When she gets a commission, she asks the performers what’s on their minds, what’s important to them.
“The Battle for the Ballot” was commissioned by Cristian Măcelaru for the Cabrillo Festival in 2019. It was conceived as a concerto for narrator, who recites the words of seven suffragists, four White and three Black.
But the 2020 live premiere was canceled because of the pandemic. Garrop completed the piece, and Măcelaru ended up recording it virtually.
Recently Garrop has put together a slide show from images from the Library of Congress.
The BG Philharmonia will play the chamber version created for Marin Alsop and the Baltimore Symphony that allowed them to perform it live outside with the musicians socially distanced.
The creativity demonstrated by performers through the pandemic was inspiring, Garrop said.

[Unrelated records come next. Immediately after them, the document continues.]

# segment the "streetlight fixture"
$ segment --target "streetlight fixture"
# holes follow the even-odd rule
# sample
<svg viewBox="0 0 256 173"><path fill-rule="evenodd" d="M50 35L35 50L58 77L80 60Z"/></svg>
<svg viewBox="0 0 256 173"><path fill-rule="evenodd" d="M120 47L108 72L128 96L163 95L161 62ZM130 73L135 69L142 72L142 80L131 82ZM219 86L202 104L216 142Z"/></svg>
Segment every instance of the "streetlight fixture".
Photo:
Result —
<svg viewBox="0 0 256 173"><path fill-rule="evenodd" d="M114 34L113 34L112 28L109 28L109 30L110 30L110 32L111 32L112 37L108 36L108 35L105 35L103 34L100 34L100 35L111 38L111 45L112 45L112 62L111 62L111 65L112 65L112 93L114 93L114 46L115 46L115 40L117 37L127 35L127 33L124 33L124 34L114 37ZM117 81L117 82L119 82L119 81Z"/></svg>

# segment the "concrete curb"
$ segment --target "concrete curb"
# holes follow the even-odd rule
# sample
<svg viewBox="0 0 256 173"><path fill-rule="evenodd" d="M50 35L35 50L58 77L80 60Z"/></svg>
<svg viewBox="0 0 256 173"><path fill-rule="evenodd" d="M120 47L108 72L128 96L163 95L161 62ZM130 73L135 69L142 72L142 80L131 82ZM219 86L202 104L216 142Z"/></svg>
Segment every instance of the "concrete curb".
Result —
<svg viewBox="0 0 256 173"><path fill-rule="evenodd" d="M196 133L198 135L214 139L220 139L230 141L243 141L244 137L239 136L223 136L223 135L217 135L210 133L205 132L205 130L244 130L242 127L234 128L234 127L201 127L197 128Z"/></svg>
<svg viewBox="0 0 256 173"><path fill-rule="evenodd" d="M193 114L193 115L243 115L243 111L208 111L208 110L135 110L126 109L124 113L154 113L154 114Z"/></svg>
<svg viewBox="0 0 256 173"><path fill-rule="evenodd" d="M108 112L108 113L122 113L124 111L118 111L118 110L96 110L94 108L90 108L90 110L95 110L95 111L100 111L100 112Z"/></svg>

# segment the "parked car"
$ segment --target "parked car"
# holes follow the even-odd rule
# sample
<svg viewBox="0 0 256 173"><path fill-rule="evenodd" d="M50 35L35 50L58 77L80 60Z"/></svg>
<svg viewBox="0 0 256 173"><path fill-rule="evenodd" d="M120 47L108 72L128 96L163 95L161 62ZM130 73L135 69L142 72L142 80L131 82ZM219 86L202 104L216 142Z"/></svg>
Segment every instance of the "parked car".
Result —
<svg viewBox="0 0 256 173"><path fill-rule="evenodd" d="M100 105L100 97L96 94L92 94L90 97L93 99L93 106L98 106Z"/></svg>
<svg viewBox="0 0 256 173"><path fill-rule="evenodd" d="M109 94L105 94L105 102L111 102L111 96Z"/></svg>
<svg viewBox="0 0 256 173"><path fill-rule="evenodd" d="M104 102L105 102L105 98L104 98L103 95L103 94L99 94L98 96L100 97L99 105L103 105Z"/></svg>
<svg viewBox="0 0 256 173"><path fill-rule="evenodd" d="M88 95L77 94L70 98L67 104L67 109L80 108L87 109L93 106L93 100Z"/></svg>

Without it “I don’t know what would happen to any of us.”
Another tribute to a female hero will be on festival Concert #2, Thursday at 3:30 p.m. in Bryan Recital Hall, when baritone Keith Phares with pianist Kevin Bylsma perform Garrop’s “My Dearest Ruth,” based on writing by Martin Ginsburg, the husband of Ruth Bader Ginsburg.
Garrop plans to offer advice for students during her composer’s talk.
“You can start making your career right now,” she said. “Maintain your website. Network with student composers, musicians and conductors because those relationships will carry you throughout your career.”
And, most important: “You have to believe in yourself before you expect anyone else to believe in you. If you don’t have that, you don’t have anything at all.”